Owen nodded curtly, seeing the sense in it, but prickling with discomfort. He’d have Virgil double check it when he came to town, to be sure it was in order.
“Have you been waiting long for me?” Owen asked Temperance.
“Not really. Jane was here until a few minutes ago. You’ll never guess what she told me!” She clasped onto his arm as though her next words were likely to knock him over. “Mr. Fritz has proposed to Mavis.”
“Proposed marriage? Well now. She’s staying in town then?” That was liable to put a hornet down Elmer’s drawers, wasn’t it?
“Jane wasn’t sure if she’ll accept.”
“Is Mavis the lady who had the baby the other day?” Mick asked, looking up from his book and removing his spectacles.
“I shouldn’t be gossiping.” Temperance pressed contrite knuckles to her lips.
“Hell, yes, you should,” Owen assured her. “Saloons don’t just serve drinks. If all a man wants is to get himself drunk, he can do that fireside, all by himself.”
“That may be, but I won’t gossip about my friends.” Temperance tapped her pencil against the scrap of paper she held. “I think we should take Mr. Mick’s advice and ask the glassblower for a quote.”

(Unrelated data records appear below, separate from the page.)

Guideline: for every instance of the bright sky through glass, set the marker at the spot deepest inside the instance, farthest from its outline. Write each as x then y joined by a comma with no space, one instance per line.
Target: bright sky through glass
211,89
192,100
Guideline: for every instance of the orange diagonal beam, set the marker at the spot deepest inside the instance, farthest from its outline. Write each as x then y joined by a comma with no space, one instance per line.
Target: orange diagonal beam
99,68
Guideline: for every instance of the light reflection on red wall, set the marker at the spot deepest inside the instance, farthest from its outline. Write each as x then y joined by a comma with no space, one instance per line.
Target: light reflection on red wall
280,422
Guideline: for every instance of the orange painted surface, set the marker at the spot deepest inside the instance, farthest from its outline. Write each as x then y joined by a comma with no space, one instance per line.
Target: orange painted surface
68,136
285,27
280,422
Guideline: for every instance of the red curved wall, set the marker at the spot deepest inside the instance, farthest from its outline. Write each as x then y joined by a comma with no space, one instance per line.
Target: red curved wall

“We’ll do that on our way to fetch our things from the corral. Let’s get what we need to settle in, then we’ll decide what we need for the saloon.” Owen bought coffee, oats, beans and cheese, keeping it to what they could carry.
They left everything at the mercantile while they walked up to the trading post, though, since the wind had died down and the sun was trying to penetrate the thin layer of clouds.
The trading post was a dead tree marking a spot where the Utes and Arapaho had been coming to trade with trappers for decades. Probably longer. Once gold-seekers had started coming into Pike’s Peak, trail pickers had begun turning up here, too, bringing whatever useful items they salvaged from the immigrants who’d died on their way to Utah and Oregon.